I enjoyed this reading a lot. As I mentioned before, I read it in high school, but didn’t remember too much about it. It sent me off on a lot of extra reading after I finished it. For instance, I was wondering why Babs seemed to hate Helena so much and… then I remembered… (see Nightwing/Huntress). I was also lucky enough to find a couple of Richard Dragon, Kung-Fu Fighter back issues in the $2 bin of a local comic book store. What I ended up focusing on was The Question, The Huntress, their similarities, and their choices following the time they spent with Sensei Dragon.
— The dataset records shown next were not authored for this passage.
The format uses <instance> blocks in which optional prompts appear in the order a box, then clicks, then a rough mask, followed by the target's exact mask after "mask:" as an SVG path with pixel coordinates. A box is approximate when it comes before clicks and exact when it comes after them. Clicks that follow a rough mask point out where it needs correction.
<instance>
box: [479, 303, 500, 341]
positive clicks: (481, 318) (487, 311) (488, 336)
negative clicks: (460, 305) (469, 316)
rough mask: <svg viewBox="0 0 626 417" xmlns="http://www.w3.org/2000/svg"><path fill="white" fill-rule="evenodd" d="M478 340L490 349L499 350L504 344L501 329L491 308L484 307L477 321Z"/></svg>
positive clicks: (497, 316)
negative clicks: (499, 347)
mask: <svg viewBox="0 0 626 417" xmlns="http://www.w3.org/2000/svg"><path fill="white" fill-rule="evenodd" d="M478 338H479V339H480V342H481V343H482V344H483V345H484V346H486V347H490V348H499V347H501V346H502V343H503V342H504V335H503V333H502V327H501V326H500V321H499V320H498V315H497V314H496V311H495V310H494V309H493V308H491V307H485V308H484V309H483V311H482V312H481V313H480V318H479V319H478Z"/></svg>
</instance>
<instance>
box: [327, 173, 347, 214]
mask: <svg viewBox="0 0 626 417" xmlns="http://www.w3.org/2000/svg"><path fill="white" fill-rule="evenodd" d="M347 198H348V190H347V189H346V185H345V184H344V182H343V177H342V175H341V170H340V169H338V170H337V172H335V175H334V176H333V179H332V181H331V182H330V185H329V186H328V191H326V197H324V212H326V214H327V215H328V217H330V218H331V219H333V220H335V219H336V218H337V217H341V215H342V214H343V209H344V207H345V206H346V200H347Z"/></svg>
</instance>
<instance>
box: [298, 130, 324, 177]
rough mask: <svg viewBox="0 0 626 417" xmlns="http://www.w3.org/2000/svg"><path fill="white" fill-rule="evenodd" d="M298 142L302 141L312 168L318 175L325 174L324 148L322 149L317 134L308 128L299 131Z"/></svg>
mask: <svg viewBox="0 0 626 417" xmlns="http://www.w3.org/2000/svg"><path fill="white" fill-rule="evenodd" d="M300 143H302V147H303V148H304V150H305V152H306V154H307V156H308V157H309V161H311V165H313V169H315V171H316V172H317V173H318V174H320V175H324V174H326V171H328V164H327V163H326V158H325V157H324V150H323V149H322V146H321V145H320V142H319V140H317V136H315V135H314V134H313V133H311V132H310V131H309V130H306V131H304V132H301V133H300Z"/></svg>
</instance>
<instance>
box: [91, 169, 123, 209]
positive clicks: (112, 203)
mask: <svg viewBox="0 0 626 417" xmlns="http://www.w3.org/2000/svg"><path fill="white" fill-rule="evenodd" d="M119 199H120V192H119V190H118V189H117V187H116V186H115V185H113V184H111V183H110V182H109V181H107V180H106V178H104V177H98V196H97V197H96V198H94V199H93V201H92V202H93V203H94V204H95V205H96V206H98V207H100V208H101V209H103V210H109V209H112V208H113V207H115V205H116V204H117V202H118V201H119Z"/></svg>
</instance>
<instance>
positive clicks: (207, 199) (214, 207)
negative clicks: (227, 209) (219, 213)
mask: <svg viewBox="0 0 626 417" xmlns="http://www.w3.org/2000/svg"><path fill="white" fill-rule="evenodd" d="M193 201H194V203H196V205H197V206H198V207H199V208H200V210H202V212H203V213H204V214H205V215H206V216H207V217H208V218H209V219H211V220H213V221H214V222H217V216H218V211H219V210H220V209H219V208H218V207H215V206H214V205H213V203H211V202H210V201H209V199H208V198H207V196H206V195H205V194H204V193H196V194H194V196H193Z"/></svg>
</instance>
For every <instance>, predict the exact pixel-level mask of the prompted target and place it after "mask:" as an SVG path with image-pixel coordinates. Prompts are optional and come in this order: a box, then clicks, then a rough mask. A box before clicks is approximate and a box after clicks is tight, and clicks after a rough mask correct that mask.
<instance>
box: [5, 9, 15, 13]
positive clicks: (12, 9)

I’ll start with The Question. Most of my knowledge about The Question comes from his original appearances in the back-up stories of Charlton’s 1967 Blue Beetle series. The Question was created by Spider-Man co-creator Steve Ditko. Ditko was a devote believer in objectivism, and The Question was created by Ditko to be an objectivist hero. In fact, those '67 Question stories read more like objectivist chick tracts than they do superhero comics. Now… I’m not a fan of objectivism, so I don’t think I would be able to describe what it is without biased editorializing. Therefore, I will let Vic Sage give you a basic synopsis of what objectivism is all about:

From Blue Beetle #4 (Charlton, 1967)
Ditko’s interpretation of objectivism also came with a black and white certainty to questions of good and evil. There was right and there was wrong with no shades of grey. If someone breached into wrong then they were a criminal. Once you are a criminal then you are a criminal for life, and you deserve what you have coming to you. Hence this scene (again from Charlton’s 1967 Blue Beetle #4):
It’s kind of even more brutal than these panels suggest as The Question is the one who kicked them into the water.
My headcanon is that everything is continuity, so The Question from the panels above is the same Question from this story. It’s also the same Question that learned under Richard Dragon in The Question (1986) #2. Vic’s breakthrough moment came after Richard told him a story about a philosopher who dreamt he was a butterfly and then woke up to wonder if he was a man who dreamed he was a butterfly or if he was a butterfly who now dreamed he was a man (hence why Dragon refers to Vic as “butterfly”). In my headcanon, this story is the perfect challenge to the certainty of Vic’s objectivism. After his time with Dragon, Vic came out a calmer, more understanding vigilante which is how we find him in this story.
What does all of this have to do with our girl Helena? Well, to start I could see some similarities between objectivism and the Sicilian concept of omerta as Helena describes it in issue #1:

The Question’s refusal to save the criminals in the sewer also reminded me a lot of how Huntress dealt with Mandragora at the end of Huntress (1989) #6. Therefore, it’s not surprising to me that Vic saw a lot of his old self in Helena and decides to take her to his old teacher for help.
Unfortunately for Vic, Helena didn’t exactly have her butterfly moment. The best she can do to explain why this is, is by telling him:
What I think she’s trying to say is that she can’t change. The things that happened to her as a child, losing her family, already changed her permanently. Those things that happened long ago caused her actions today, so they may as well have happened years and years ago. She is certain there was nothing she could do. It was already done.
Circling back, as I mentioned before, I am not a big fan of objectivism. It is almost the complete opposite of the the things I believe in. That being said, I’ve always seen a kindred spirit in The Question (Steve Ditko) because of his stubborn, self-destructive, uncompromising beliefs. I feel the same way about Helena and that burning rage that gnaws at her very center until almost nothing else is left. That… makes me worry…
I’m hoping that one day I’ll wake up wondering if I’m a moth dreaming that he is a man… and that I’m not certain of the answer.